The roster underlines that ambition. Captain America, Spider‑Man, Storm, Wolverine, She‑Hulk, Rocket Raccoon, Phyla‑Vell, Nova, Venom, Black Panther, Beta Ray Bill, Cosmic Ghost Rider, Silver Surfer, Phoenix, and Invincible Iron Man cover street‑level brawling, fast aerial chain attacks, and full‑screen cosmic supers. The Cosmic Swap mechanic, which lets players tag between two heroes on the fly, nods to tag fighters while keeping the pacing of a side‑scrolling brawler.

That puts Marvel Cosmic Invasion in a different lane from recent Marvel action releases that lean into loot or live‑service structures. Where Marvel’s Avengers tried to stretch its campaign across gear scores and seasonal content, Tribute’s game chases the clarity of a self‑contained arcade run with replay value coming from higher difficulties, co‑op sessions, and experimenting with team‑ups.

Against the broader wave of retro brawlers, Marvel Cosmic Invasion is clearly being framed as a spiritual sibling to Shredder’s Revenge. Tribute and Dotemu are doubling down on couch co‑op, clean visual read on crowded screens, and quick matchmaking online, while the physical Deluxe Edition packages it all in a way that fits neatly next to other modern throwback favorites.
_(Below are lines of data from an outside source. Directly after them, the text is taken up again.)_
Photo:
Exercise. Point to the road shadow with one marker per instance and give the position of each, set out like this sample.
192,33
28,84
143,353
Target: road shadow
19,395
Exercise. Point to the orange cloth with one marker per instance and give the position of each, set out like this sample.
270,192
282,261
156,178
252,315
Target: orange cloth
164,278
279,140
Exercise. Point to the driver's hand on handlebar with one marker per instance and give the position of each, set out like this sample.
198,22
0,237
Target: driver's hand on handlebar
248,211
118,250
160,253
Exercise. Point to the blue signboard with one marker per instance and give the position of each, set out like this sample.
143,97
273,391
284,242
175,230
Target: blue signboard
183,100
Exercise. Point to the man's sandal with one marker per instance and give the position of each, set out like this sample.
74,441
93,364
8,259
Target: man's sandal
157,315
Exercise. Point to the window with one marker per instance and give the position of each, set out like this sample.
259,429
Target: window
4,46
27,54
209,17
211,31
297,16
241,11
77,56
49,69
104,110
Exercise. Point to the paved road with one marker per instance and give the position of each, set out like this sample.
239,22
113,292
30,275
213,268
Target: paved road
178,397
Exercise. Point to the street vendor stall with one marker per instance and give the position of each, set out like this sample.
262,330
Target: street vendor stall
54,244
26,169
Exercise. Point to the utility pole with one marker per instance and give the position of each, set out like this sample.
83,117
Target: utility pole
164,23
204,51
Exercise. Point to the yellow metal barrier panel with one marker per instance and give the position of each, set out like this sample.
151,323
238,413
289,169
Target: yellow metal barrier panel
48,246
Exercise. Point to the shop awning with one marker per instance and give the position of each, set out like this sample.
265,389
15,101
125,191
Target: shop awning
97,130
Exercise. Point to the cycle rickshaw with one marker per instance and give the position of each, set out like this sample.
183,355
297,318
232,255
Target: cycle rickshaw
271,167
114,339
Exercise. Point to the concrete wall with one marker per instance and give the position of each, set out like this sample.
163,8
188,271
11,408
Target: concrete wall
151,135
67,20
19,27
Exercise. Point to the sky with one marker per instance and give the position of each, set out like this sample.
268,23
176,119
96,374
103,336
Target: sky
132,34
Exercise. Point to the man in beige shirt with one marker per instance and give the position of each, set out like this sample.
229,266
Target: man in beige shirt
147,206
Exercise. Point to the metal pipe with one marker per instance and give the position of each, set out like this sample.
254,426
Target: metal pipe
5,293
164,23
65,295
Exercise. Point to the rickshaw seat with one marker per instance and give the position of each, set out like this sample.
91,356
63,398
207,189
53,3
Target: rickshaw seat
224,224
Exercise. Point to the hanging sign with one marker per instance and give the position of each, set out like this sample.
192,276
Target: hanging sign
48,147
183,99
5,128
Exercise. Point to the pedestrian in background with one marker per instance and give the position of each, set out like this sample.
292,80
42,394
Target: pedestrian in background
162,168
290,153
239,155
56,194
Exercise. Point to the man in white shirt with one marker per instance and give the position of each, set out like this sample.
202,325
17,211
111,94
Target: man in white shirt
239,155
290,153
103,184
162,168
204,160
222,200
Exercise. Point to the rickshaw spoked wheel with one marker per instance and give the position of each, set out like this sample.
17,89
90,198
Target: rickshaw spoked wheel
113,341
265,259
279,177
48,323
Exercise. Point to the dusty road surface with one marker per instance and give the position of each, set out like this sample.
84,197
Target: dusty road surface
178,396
Who the physical editions are for

If you only care about getting in, smashing the Annihilation Wave with friends, and bouncing to the next game, the Standard Edition on any platform does the job. The full launch game is playable on disc or cart with no content locked behind codes, and online support layers on top as you patch.

For collectors who grew up feeding quarters into X‑Men and The Punisher cabinets, the Deluxe Edition feels specifically targeted. The SteelBook, poster, holographic cards, and stickers lean hard into that "cover your wall with comic art" tradition while Marvel Cosmic Invasion itself delivers the kind of fast, cooperative brawling that modern Marvel games rarely emphasize.

With a clear split between Standard and Deluxe, no confusing DLC roadmaps at retail, and the core game living on every disc and cart, Marvel Cosmic Invasion’s physical rollout looks like a solid win for anyone who still prefers a box on the shelf to another icon in the library.